Os problemas estão aí. O cenário novo, pós pandêmico, sem o teatro (espaço físico) em Canela (outra luta perdida e talvez não muito questionada),  editais, licitações (nem todos são ruins quando feitos de forma eficiente), um descrédito cultural total com perdas como Festivais, Feira do Livro e agora o fechamento da Fundação. E virão outras perdas, outros eventos encerrados, não se enganem. Mas para que isso realmente não caia nos esquecimento, é importante lembramos que partidos vem e vão, entidades vem e vão, progressos vem e se desfazem, mas nós, nós comunidade, nós pessoas artistas, nós identidade, nós memória, nós ficaremos! Precisamos cuidar para não nos enclausurarmos em nossos nichos, em nossos teatros individualistas e acabar nos tornando prisioneiros da exploração comercial.  A simplicidade e o equilíbrio entre turismo e cultura são a maior força (ao meu ver ) da nossa cidade. Desde os primórdios quando João Corrêa viu aqui a  "ilha perdida no meio dos trópicos" e trouxe o trem, ou ainda lá atrás quando os imigrantes alemães como os Wasem foram se instalar lá no Caracol e viram um "mato de possibilidades", a Terra que sempre acolheu, que sempre preservou seu passado, origens, raízes. Isso é Canela! E sim, meus caros, devemos cada célula nossa a essa gente! Eles trabalharam muito e escolheram Canela para fazer história. Creio que é nossa obrigação preservar e lutar por estas mesmas memórias.
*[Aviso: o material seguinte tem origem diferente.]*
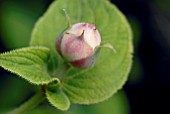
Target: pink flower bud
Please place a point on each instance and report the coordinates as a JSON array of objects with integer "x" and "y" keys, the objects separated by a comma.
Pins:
[{"x": 78, "y": 45}]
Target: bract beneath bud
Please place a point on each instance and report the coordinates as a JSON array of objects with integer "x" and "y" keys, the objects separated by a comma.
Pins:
[{"x": 78, "y": 45}]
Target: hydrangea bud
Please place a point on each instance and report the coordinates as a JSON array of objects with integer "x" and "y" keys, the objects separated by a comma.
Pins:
[{"x": 79, "y": 45}]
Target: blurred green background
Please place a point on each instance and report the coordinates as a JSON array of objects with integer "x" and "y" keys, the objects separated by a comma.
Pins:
[{"x": 148, "y": 86}]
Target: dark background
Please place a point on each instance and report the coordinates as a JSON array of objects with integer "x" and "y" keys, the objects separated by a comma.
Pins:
[{"x": 148, "y": 87}]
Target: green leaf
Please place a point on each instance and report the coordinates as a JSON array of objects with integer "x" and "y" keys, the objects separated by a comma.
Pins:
[
  {"x": 57, "y": 98},
  {"x": 29, "y": 63},
  {"x": 109, "y": 74}
]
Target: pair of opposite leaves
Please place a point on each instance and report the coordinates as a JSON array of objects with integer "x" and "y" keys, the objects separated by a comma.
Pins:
[{"x": 41, "y": 65}]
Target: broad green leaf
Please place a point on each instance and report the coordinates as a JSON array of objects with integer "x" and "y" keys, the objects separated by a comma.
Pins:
[
  {"x": 29, "y": 63},
  {"x": 57, "y": 98},
  {"x": 86, "y": 86}
]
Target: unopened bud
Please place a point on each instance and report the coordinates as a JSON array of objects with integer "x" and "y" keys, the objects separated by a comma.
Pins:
[{"x": 79, "y": 45}]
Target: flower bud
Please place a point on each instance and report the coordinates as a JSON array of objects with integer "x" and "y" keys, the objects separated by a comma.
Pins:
[{"x": 78, "y": 45}]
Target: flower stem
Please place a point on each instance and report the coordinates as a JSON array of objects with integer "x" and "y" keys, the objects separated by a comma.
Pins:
[{"x": 30, "y": 104}]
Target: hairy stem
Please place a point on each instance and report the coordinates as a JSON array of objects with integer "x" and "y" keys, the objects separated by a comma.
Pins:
[{"x": 30, "y": 104}]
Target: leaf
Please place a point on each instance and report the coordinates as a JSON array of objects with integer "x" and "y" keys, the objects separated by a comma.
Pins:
[
  {"x": 29, "y": 63},
  {"x": 57, "y": 98},
  {"x": 109, "y": 74}
]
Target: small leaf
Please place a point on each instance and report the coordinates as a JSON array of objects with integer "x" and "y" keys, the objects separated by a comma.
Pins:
[
  {"x": 110, "y": 72},
  {"x": 29, "y": 63},
  {"x": 57, "y": 98}
]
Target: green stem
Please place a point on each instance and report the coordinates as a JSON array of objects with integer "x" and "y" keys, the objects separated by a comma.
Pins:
[{"x": 30, "y": 104}]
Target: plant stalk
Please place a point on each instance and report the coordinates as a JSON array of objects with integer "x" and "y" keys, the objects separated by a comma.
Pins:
[{"x": 30, "y": 104}]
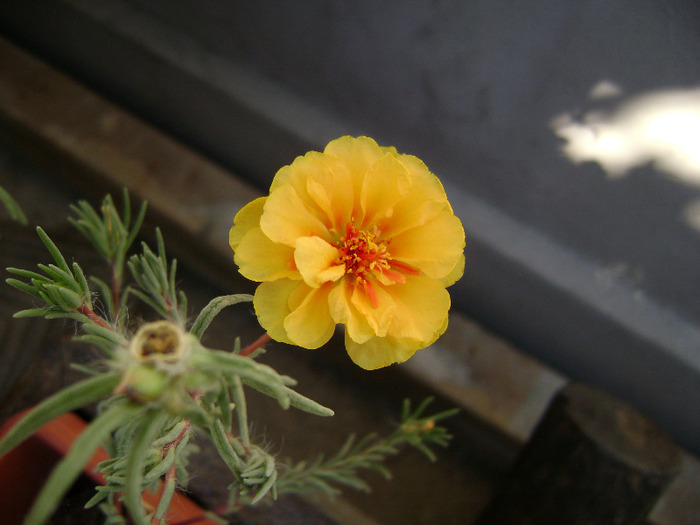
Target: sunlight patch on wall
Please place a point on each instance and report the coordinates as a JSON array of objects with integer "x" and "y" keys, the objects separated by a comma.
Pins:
[{"x": 661, "y": 128}]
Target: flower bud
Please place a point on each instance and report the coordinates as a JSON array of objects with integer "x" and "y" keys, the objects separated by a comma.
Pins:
[
  {"x": 143, "y": 384},
  {"x": 160, "y": 342}
]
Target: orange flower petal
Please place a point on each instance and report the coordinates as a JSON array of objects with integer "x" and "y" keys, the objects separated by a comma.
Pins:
[
  {"x": 317, "y": 261},
  {"x": 271, "y": 303},
  {"x": 260, "y": 259},
  {"x": 309, "y": 324},
  {"x": 343, "y": 311},
  {"x": 435, "y": 247},
  {"x": 385, "y": 184},
  {"x": 377, "y": 352},
  {"x": 286, "y": 217}
]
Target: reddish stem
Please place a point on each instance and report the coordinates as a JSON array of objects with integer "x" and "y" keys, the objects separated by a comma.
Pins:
[
  {"x": 252, "y": 347},
  {"x": 217, "y": 512}
]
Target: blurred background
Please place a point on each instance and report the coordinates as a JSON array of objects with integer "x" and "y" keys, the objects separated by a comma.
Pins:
[{"x": 566, "y": 133}]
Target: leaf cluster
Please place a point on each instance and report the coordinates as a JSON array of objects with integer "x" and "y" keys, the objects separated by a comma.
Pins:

Acredito veemente nisso! Escrevo aqui, no meu blog, porque é onde me expresso com liberdade e respeito, mesmo sendo meu. Já fiz muito pela cultura local, talvez ainda faça mais, mas só luto e me expresso pelo que acredito. Não compro brigas que não são minhas. A maturidade vai nos ensinando a não ser tão trouxas. Nunca me filiei a partido político nenhum, realmente não encontrei uma sigla que me represente ou represente meus ideais. Mas foi no teatro, desde a adolescência e em Canela, que encontrei aquela chama, aquele pertencimento, aquele orgulho de bater no peito e dizer "sou canelense e participei dos anos áureos do Festival de Teatro de Canela".  Quem sabe precisamos (assim como sugere Dona Glenda ao conversar comigo) criar um núcleo de cultura teatral local, não uma Fundação, mas um núcleo ativo, sem levar em conta títulos ou partidos, mas a história e memória da cidade. Artistas comprometidos com seu tempo e sua Arte, uma renovação da cena cultural muito mais ousada, mais radical e eficaz. Falo de renovação e não de renascimento, pois o que já foi (falam sempre em voltar com o Festival de Teatro de Canela) não voltará mais, não nos moldes que foram extintos. Deixem os mortos descansarem e prestem atenção aos vivos (diz sempre minha vó).

O que temos de cultura viva e atuante em Canela em pleno 2021? Me ajudem , porque já não sei muito. Ausentes nunca tem razão!